I would double check that you put it in the correct place (the 'documents' folder) and then if you have an item that won't index (and you're not missing any other books) I would suggest you delete that and download the file again.

At some point you might try a restart too (menu-->settings-->menu-->restart) as many problems are solved by a simple 'reboot' of the system.

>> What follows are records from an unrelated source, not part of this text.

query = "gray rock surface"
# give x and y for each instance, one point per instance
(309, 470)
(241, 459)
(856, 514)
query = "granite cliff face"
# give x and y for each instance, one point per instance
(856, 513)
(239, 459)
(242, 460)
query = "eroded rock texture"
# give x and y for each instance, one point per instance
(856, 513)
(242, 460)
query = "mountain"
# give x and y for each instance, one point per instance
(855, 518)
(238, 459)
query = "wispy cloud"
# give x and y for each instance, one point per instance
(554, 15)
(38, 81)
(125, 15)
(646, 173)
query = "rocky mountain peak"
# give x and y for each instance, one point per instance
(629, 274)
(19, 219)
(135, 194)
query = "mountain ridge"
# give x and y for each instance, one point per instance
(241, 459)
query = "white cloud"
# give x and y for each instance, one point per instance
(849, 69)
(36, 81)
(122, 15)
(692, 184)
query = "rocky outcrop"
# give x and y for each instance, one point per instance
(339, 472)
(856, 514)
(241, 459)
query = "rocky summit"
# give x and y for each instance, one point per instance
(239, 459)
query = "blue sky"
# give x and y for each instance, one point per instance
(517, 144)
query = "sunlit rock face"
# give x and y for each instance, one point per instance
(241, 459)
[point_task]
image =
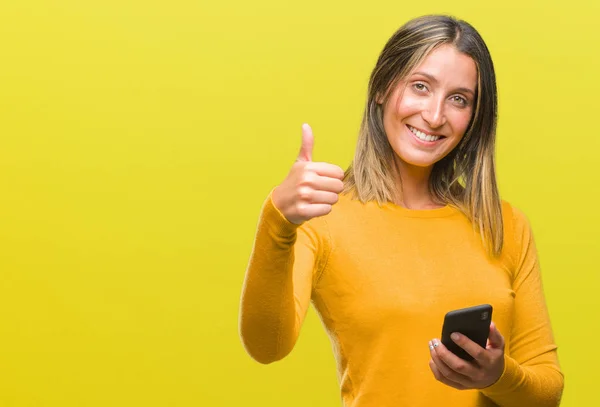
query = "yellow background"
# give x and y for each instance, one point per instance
(139, 138)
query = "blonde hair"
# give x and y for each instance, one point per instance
(466, 177)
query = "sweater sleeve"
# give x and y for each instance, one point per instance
(278, 283)
(532, 376)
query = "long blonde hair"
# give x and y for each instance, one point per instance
(466, 177)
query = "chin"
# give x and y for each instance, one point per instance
(420, 162)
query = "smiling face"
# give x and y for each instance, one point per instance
(428, 112)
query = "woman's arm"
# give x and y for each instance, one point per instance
(278, 283)
(532, 375)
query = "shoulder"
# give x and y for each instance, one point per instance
(515, 220)
(518, 235)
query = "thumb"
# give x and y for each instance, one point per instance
(496, 340)
(307, 144)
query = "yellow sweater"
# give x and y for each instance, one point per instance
(381, 279)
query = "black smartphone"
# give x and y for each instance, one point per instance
(473, 322)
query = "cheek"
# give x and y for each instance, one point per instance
(460, 122)
(408, 106)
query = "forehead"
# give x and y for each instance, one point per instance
(450, 67)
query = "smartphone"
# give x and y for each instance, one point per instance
(473, 322)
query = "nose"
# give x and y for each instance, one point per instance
(433, 112)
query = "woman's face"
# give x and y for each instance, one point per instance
(428, 113)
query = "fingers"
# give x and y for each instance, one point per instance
(308, 210)
(451, 366)
(496, 340)
(441, 378)
(310, 195)
(307, 144)
(326, 170)
(321, 183)
(470, 347)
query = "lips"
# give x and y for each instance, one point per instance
(423, 136)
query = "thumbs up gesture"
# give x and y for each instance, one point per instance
(311, 188)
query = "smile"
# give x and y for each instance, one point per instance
(423, 136)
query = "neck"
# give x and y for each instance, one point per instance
(414, 183)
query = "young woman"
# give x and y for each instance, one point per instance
(414, 228)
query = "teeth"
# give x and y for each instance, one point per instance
(422, 135)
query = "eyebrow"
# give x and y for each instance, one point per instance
(433, 79)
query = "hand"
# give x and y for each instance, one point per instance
(311, 188)
(460, 374)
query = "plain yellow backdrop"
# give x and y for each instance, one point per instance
(138, 140)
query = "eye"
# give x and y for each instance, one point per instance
(420, 87)
(460, 100)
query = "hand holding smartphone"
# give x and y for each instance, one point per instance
(473, 322)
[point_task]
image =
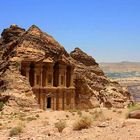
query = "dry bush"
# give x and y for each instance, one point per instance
(98, 115)
(1, 106)
(83, 123)
(60, 125)
(15, 131)
(79, 113)
(132, 108)
(31, 118)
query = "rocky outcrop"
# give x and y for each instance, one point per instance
(92, 87)
(134, 114)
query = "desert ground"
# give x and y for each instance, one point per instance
(101, 124)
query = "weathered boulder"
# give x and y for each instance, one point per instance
(134, 114)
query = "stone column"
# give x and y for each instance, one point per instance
(41, 78)
(54, 102)
(35, 77)
(72, 99)
(60, 101)
(72, 78)
(65, 77)
(27, 72)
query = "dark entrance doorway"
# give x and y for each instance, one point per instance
(48, 102)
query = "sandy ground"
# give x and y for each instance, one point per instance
(40, 125)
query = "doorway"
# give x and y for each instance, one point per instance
(48, 102)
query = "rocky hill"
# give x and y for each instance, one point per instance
(121, 67)
(93, 88)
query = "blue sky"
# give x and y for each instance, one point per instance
(109, 30)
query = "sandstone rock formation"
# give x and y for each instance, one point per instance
(92, 87)
(134, 114)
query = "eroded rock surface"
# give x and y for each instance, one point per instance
(93, 89)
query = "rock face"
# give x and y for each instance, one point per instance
(92, 87)
(134, 114)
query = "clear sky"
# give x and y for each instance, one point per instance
(109, 30)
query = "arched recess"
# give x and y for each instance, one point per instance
(56, 74)
(68, 76)
(31, 74)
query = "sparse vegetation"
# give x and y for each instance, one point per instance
(132, 108)
(31, 118)
(98, 115)
(15, 131)
(79, 113)
(83, 123)
(1, 106)
(60, 125)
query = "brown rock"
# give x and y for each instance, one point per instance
(92, 86)
(134, 114)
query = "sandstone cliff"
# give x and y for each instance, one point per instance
(17, 44)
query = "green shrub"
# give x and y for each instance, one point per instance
(83, 123)
(60, 125)
(132, 108)
(31, 118)
(98, 115)
(15, 131)
(1, 106)
(79, 113)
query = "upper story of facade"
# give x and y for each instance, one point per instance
(46, 73)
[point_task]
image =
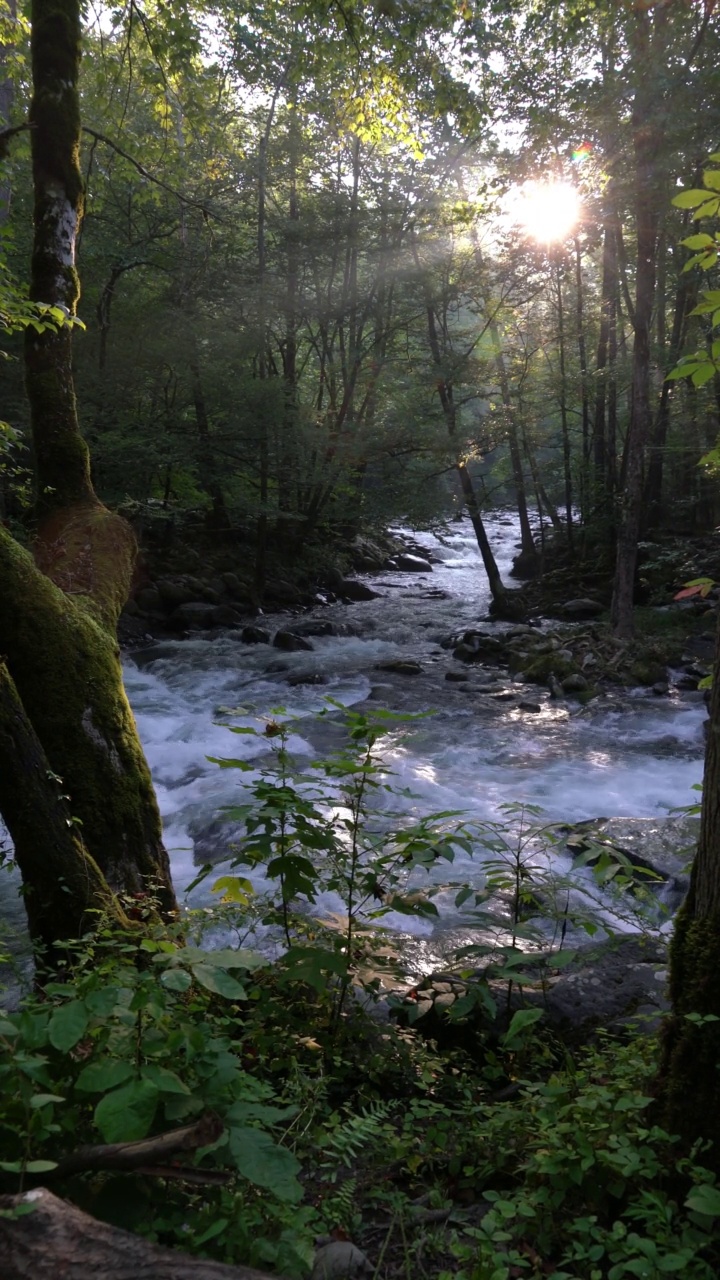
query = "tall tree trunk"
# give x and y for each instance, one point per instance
(648, 45)
(564, 425)
(59, 613)
(689, 1080)
(528, 549)
(584, 392)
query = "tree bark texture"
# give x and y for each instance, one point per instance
(689, 1080)
(59, 612)
(57, 1242)
(648, 48)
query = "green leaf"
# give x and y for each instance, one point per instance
(703, 374)
(689, 199)
(68, 1025)
(213, 1230)
(127, 1114)
(176, 979)
(33, 1166)
(705, 1200)
(522, 1018)
(163, 1079)
(265, 1164)
(707, 210)
(701, 241)
(218, 981)
(104, 1075)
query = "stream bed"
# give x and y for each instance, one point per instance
(628, 754)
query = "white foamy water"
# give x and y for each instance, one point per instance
(623, 757)
(632, 757)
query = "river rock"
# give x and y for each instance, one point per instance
(413, 563)
(602, 987)
(318, 627)
(282, 592)
(351, 589)
(291, 643)
(340, 1260)
(574, 684)
(173, 592)
(191, 616)
(233, 586)
(149, 600)
(582, 608)
(255, 635)
(401, 666)
(224, 616)
(664, 846)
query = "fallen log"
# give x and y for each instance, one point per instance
(128, 1156)
(53, 1239)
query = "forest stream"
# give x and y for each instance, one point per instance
(628, 754)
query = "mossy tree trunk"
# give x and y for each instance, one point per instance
(689, 1077)
(60, 606)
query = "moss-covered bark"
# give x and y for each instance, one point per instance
(49, 848)
(65, 666)
(689, 1075)
(58, 612)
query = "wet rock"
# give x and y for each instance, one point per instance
(173, 592)
(340, 1260)
(660, 846)
(350, 589)
(291, 643)
(318, 627)
(282, 592)
(191, 616)
(149, 600)
(555, 686)
(224, 616)
(413, 563)
(574, 684)
(401, 666)
(582, 608)
(367, 556)
(233, 586)
(540, 670)
(255, 635)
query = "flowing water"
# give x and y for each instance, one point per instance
(630, 755)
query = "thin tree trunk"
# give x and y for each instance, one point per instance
(528, 549)
(689, 1080)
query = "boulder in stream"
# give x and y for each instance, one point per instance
(291, 643)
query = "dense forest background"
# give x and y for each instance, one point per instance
(311, 305)
(296, 272)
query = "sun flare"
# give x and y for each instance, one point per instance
(545, 210)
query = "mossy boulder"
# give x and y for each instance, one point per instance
(538, 670)
(647, 672)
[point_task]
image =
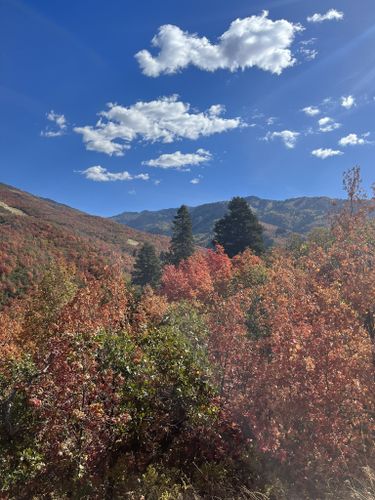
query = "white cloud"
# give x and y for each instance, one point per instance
(326, 124)
(288, 137)
(331, 15)
(180, 160)
(166, 119)
(311, 110)
(347, 102)
(254, 41)
(354, 140)
(101, 174)
(60, 125)
(326, 153)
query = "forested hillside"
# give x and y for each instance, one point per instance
(34, 230)
(279, 218)
(244, 377)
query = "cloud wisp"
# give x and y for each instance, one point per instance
(311, 110)
(163, 120)
(324, 153)
(354, 140)
(59, 122)
(327, 124)
(288, 137)
(179, 161)
(330, 15)
(255, 41)
(98, 173)
(348, 102)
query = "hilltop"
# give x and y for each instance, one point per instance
(279, 218)
(34, 231)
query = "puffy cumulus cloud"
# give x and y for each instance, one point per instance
(323, 154)
(165, 119)
(347, 102)
(180, 160)
(326, 124)
(354, 140)
(101, 174)
(311, 110)
(60, 125)
(254, 41)
(196, 180)
(330, 15)
(289, 137)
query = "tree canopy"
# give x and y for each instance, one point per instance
(239, 229)
(147, 267)
(182, 243)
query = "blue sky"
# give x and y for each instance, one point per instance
(215, 110)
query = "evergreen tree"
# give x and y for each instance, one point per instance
(182, 243)
(239, 229)
(147, 267)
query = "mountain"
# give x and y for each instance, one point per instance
(34, 231)
(279, 218)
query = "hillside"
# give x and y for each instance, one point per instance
(34, 230)
(296, 215)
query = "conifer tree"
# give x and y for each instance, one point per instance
(147, 267)
(182, 243)
(239, 229)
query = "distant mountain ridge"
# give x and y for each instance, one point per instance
(35, 231)
(279, 218)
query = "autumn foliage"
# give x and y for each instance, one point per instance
(259, 367)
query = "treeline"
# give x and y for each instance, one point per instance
(237, 231)
(242, 376)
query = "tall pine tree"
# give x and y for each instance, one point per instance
(147, 267)
(239, 229)
(182, 243)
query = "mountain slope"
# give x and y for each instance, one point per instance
(296, 215)
(34, 231)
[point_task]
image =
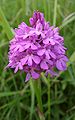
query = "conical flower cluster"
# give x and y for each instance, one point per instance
(37, 48)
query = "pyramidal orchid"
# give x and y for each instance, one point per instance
(37, 48)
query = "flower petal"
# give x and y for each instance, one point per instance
(46, 41)
(16, 69)
(36, 59)
(41, 52)
(52, 55)
(52, 41)
(35, 75)
(33, 47)
(27, 77)
(30, 61)
(24, 60)
(60, 65)
(20, 66)
(44, 65)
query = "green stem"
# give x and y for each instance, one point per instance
(55, 12)
(45, 8)
(49, 101)
(56, 106)
(32, 99)
(38, 94)
(49, 10)
(6, 25)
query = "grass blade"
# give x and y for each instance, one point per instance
(6, 25)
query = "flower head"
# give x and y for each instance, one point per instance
(37, 48)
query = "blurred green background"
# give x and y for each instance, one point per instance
(17, 98)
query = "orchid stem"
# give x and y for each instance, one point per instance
(49, 101)
(37, 90)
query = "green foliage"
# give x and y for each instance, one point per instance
(17, 98)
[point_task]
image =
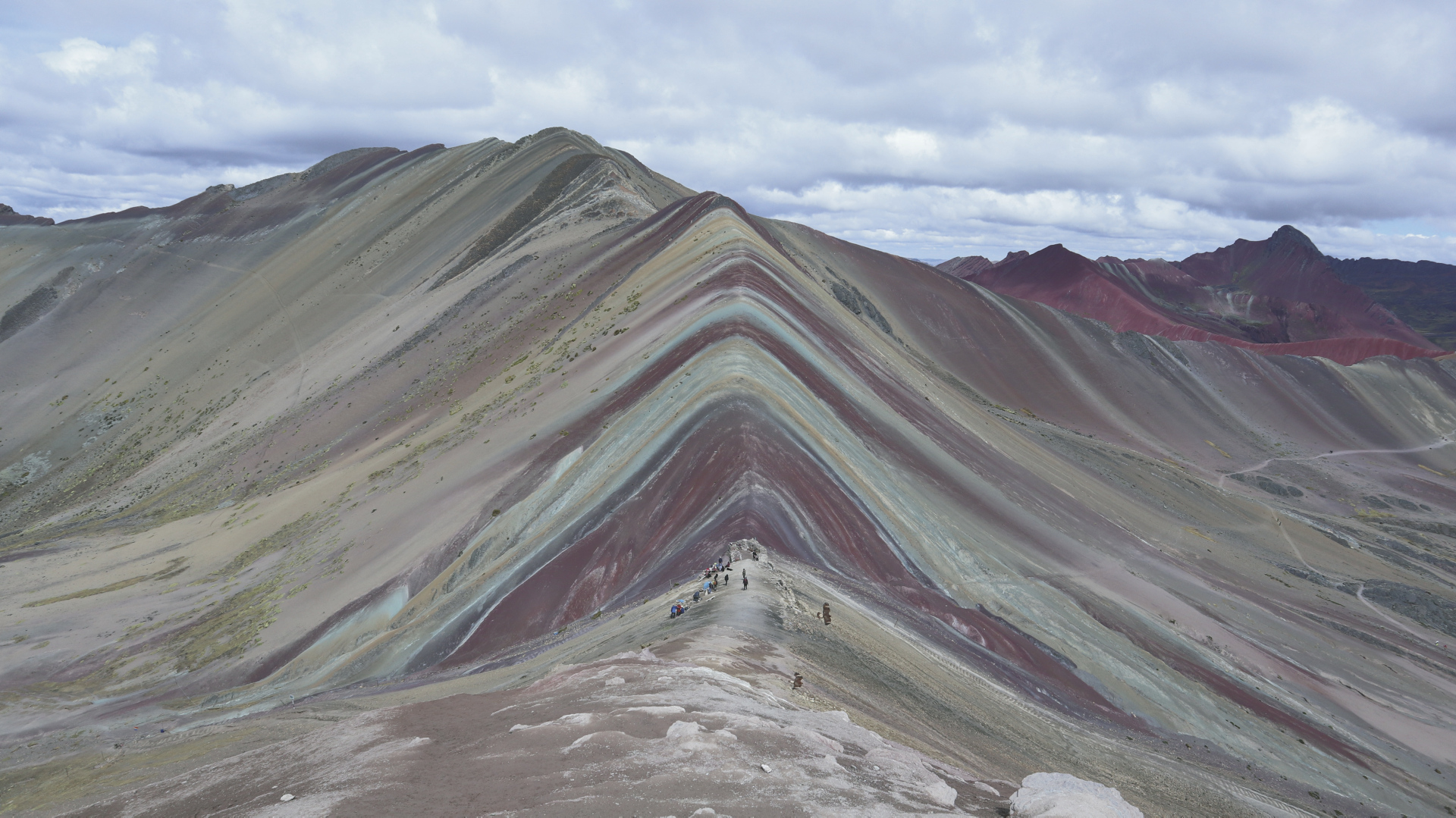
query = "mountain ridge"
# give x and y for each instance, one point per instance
(309, 452)
(1277, 296)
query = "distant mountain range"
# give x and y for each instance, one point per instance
(1277, 296)
(384, 485)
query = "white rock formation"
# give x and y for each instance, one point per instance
(1059, 795)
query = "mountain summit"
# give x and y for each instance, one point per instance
(1274, 297)
(406, 484)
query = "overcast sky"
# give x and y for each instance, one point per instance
(930, 130)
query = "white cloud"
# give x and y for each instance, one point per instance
(1126, 127)
(80, 58)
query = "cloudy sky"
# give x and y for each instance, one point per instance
(1134, 128)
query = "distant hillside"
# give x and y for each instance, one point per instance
(1277, 296)
(1421, 294)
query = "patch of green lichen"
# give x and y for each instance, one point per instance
(281, 539)
(229, 629)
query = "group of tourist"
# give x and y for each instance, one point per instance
(714, 577)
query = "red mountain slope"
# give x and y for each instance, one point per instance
(1277, 297)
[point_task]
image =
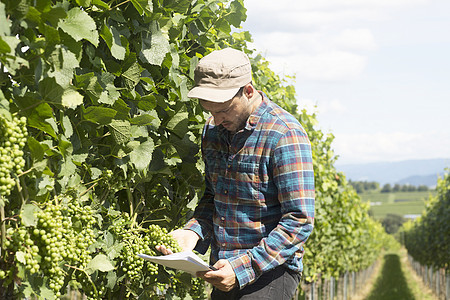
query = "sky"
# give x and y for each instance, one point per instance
(376, 72)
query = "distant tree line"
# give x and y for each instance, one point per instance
(387, 188)
(365, 186)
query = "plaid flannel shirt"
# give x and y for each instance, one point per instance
(258, 207)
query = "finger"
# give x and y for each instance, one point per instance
(163, 250)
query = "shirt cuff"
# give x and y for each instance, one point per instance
(242, 266)
(204, 241)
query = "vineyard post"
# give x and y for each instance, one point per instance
(447, 285)
(431, 277)
(2, 219)
(353, 282)
(311, 291)
(438, 292)
(345, 284)
(332, 288)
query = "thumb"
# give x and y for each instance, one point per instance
(220, 263)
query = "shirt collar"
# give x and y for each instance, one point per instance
(257, 113)
(253, 119)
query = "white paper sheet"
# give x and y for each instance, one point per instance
(186, 261)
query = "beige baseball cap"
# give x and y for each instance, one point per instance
(220, 74)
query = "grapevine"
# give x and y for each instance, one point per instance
(59, 241)
(13, 136)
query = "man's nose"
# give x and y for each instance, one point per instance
(218, 119)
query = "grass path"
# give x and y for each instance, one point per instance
(397, 281)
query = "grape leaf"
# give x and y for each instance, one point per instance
(79, 25)
(155, 45)
(101, 263)
(28, 215)
(99, 115)
(71, 98)
(120, 131)
(142, 155)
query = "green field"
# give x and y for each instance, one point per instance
(398, 203)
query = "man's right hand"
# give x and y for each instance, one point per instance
(187, 239)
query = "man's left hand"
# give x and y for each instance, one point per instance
(224, 278)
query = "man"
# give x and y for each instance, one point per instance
(258, 207)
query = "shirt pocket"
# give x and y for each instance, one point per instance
(248, 183)
(213, 161)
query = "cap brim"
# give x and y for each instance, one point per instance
(213, 95)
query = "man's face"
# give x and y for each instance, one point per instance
(232, 114)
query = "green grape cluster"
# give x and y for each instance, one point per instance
(60, 240)
(13, 136)
(197, 289)
(140, 240)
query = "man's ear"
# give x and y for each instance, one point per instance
(249, 91)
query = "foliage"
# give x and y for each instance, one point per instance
(363, 186)
(345, 238)
(112, 146)
(427, 239)
(392, 223)
(102, 86)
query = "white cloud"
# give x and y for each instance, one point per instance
(358, 39)
(390, 146)
(333, 65)
(334, 106)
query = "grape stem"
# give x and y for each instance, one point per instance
(91, 187)
(2, 217)
(19, 189)
(87, 275)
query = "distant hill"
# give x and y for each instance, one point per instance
(414, 172)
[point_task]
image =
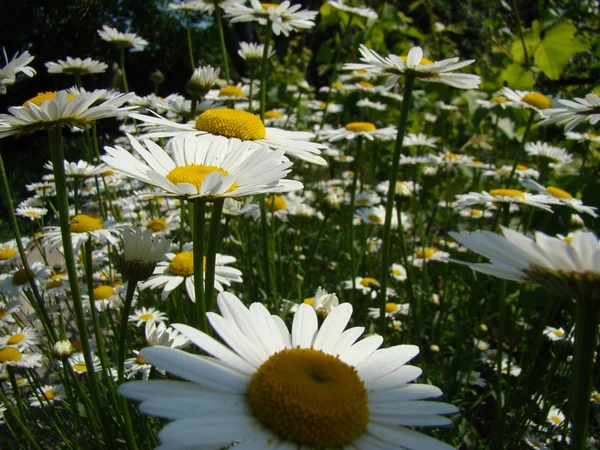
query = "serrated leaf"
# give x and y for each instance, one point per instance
(517, 77)
(558, 46)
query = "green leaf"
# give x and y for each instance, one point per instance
(558, 46)
(517, 77)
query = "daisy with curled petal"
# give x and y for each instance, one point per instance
(168, 275)
(76, 66)
(18, 64)
(505, 196)
(562, 196)
(282, 18)
(144, 315)
(241, 125)
(575, 112)
(567, 267)
(422, 68)
(311, 387)
(206, 167)
(59, 109)
(127, 40)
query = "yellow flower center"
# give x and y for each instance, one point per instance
(10, 354)
(44, 97)
(273, 114)
(423, 62)
(157, 225)
(20, 277)
(540, 101)
(358, 127)
(231, 123)
(368, 281)
(194, 174)
(310, 398)
(103, 292)
(182, 265)
(558, 193)
(86, 222)
(6, 253)
(391, 307)
(231, 91)
(15, 339)
(276, 203)
(512, 193)
(427, 253)
(79, 367)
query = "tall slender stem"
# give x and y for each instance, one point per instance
(586, 337)
(222, 40)
(198, 238)
(389, 206)
(263, 71)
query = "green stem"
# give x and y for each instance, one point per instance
(386, 241)
(198, 238)
(213, 242)
(263, 71)
(123, 74)
(222, 39)
(586, 337)
(131, 284)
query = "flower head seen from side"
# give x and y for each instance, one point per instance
(59, 109)
(283, 18)
(76, 66)
(426, 70)
(569, 267)
(127, 40)
(314, 387)
(241, 125)
(201, 168)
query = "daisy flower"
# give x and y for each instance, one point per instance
(575, 112)
(145, 315)
(312, 387)
(59, 109)
(567, 267)
(234, 124)
(86, 226)
(76, 66)
(283, 18)
(168, 275)
(354, 130)
(126, 40)
(511, 196)
(422, 68)
(562, 196)
(205, 167)
(46, 395)
(18, 64)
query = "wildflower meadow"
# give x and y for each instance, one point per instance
(339, 224)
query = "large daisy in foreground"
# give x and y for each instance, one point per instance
(311, 388)
(207, 169)
(242, 125)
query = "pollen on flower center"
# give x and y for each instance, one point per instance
(103, 292)
(232, 123)
(512, 193)
(310, 398)
(540, 101)
(86, 222)
(44, 97)
(558, 193)
(231, 91)
(358, 127)
(10, 354)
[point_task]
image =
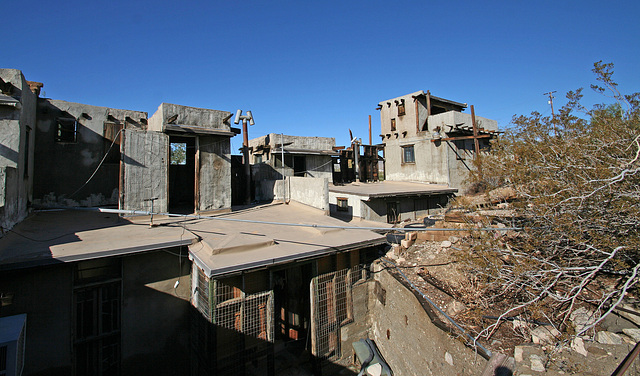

Let us know how you get on.


----------



## kokos (Dec 24, 2011)

Hello,

I have tried all these but still the book does not show up anywhere.

Thomas


----------



## Betsy the Quilter (Oct 27, 2008)

kokos said:


> Hello,
> 
> Has anyone uploaded any greek books on hers/his Kindle? I have tried to upload a greek book that I downloaded from Project Gutenberg on my Kindle but I can't find it afterwards. I see that there is an item not indexed yet but still it doesn't show up anywhere.
> 
> ...


Thomas,

Can you give me a link to the book so I can test?

Betsy


----------



## Beatriz (Feb 22, 2011)

kokos said:


> Hello,
> 
> Has anyone uploaded any greek books on hers/his Kindle? I have tried to upload a greek book that I downloaded from Project Gutenberg on my Kindle but I can't find it afterwards. I see that there is an item not indexed yet but still it doesn't show up anywhere.
> 
> ...


Nope, sorry. I have never tried to upload to my Kindle in any other language but English. Call Support, that's my answer for everything.


----------



## kokos (Dec 24, 2011)

Betsy the Quilter said:


> Thomas,
> 
> Can you give me a link to the book so I can test?
> 
> Betsy


Hello Betsy,

Here is a link: http://www.gutenberg.org/ebooks/28626

Thanks,
Thomas


----------